During the 1955-56 season Fryatt was the regular Defendant, Hilarion, Leonard, and Francesco (though he shared the last role with Frederick Sinden), and filled in on occasion for Neville Griffiths as Ralph Rackstraw in H.M.S. Pinafore, Frederic in The Pirates of Penzance, and Nanki-Poo in The Mikado.
Fryatt remained a third-string tenor, behind Neville Griffiths and Leonard Osborn, in 1956-57, his roles now limited to the Defendant, Leonard, and Francesco (Princess Ida having been dropped from the repertoire). In 1957-58, while he got Hilarion back and moved up to Luiz in The Gondoliers (replacing baritone Jeffrey Skitch), he yielded Leonard to Sinden, taking the smaller part of First Yeoman instead.
For the remainder of his D'Oyly Carte career, it was Defendant, Hilarion, First Yeoman, and Luiz, with occasional substitutions as Earl Tolloller in Iolanthe, the Duke of Dunstable in Patience, Leonard in Yeomen, and Frederic in The Pirates of Penzance. Fryatt left the D'Oyly Carte Opera Company in November 1959.
After leaving the D'Oyly Carte, Fryatt went on to become a leading tenor and sometime baritone with Sadler's Wells Opera, English National Opera, and several other opera companies in Great Britain, Europe, and America. He played many roles, notably in the Offenbach operettas (The Brazilian in La Vie Parisienne, the title role in Orpheus in the Underworld, and Menelaus in La Belle Helene). One of his later roles was the Duke of Plaza-Toro in The Gondoliers with New Sadler's Wells Opera in 1984.
He also sang the roles of Cyril, Richard Dauntless, and Marco in 1966 BBC radio productions of Princess Ida, Ruddigore, and Gondoliers, and appeared in the 1982 Brent Walker television productions of Cox and Box (as Mr. Box) and Patience (as Archibald Grosvenor).

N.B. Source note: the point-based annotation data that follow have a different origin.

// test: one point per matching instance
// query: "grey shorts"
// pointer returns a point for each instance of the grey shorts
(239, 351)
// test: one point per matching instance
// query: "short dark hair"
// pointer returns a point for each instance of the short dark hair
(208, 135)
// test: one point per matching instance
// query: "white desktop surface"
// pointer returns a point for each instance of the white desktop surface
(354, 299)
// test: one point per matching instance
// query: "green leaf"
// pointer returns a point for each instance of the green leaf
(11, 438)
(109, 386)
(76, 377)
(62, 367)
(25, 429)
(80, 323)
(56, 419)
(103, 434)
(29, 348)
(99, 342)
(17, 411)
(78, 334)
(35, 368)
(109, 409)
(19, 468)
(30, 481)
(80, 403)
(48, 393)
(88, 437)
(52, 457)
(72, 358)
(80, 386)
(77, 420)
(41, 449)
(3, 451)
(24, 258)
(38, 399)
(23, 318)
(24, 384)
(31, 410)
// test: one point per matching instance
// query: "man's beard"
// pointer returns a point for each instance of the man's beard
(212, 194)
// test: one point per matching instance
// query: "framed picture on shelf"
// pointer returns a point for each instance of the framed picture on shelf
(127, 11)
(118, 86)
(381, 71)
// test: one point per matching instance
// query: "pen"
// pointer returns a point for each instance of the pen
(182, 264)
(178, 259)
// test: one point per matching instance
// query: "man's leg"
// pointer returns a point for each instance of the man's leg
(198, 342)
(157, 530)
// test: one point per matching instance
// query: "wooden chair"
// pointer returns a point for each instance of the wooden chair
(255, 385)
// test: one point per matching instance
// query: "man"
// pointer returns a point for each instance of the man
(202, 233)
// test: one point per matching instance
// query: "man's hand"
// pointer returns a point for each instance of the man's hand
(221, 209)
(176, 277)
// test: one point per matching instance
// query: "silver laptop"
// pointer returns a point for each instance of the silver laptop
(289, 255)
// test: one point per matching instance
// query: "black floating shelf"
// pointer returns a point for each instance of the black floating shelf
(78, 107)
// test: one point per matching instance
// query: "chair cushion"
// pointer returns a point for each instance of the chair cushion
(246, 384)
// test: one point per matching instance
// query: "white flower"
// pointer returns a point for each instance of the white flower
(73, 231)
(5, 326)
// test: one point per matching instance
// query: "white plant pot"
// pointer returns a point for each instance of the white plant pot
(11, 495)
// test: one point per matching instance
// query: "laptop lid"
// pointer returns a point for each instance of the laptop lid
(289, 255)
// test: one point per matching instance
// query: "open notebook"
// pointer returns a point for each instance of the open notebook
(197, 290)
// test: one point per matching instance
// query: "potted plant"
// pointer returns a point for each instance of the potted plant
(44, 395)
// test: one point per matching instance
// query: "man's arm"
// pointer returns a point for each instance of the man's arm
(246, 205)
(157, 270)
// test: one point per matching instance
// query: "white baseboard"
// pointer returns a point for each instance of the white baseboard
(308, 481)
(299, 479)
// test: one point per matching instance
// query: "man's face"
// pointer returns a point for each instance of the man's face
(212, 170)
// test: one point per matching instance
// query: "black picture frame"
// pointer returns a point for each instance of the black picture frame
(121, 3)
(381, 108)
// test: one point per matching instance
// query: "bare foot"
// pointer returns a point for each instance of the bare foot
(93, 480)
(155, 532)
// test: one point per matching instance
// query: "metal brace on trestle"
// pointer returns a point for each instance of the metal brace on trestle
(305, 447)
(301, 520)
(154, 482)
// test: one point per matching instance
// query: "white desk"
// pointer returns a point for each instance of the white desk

Fryatt's operatic career took him far and wide--to Glyndebourne, Rome and Amsterdam Operas, New York's Carnegie Hall, and Santa Fe Opera to name just a few venues. He also fulfilled an ambition to appear in a West End musical, achieved with a nine-month engagement as Rosco in Sondheim's Follies as the Shaftesbury Theatre.
In 1986, John Fryatt and Cynthia Morey devised and wrote a "Gilbert & Sullivan pantomime" entitled The Sleeping Beauty of the Savoy. They later collaborated in 1995 on another production, Off the Beaten Track, featuring songs from forgotten shows of the past. John's love of, and service to, Gilbert & Sullivan was honored by his recent appointment as Vice President of the Gilbert & Sullivan Society, London.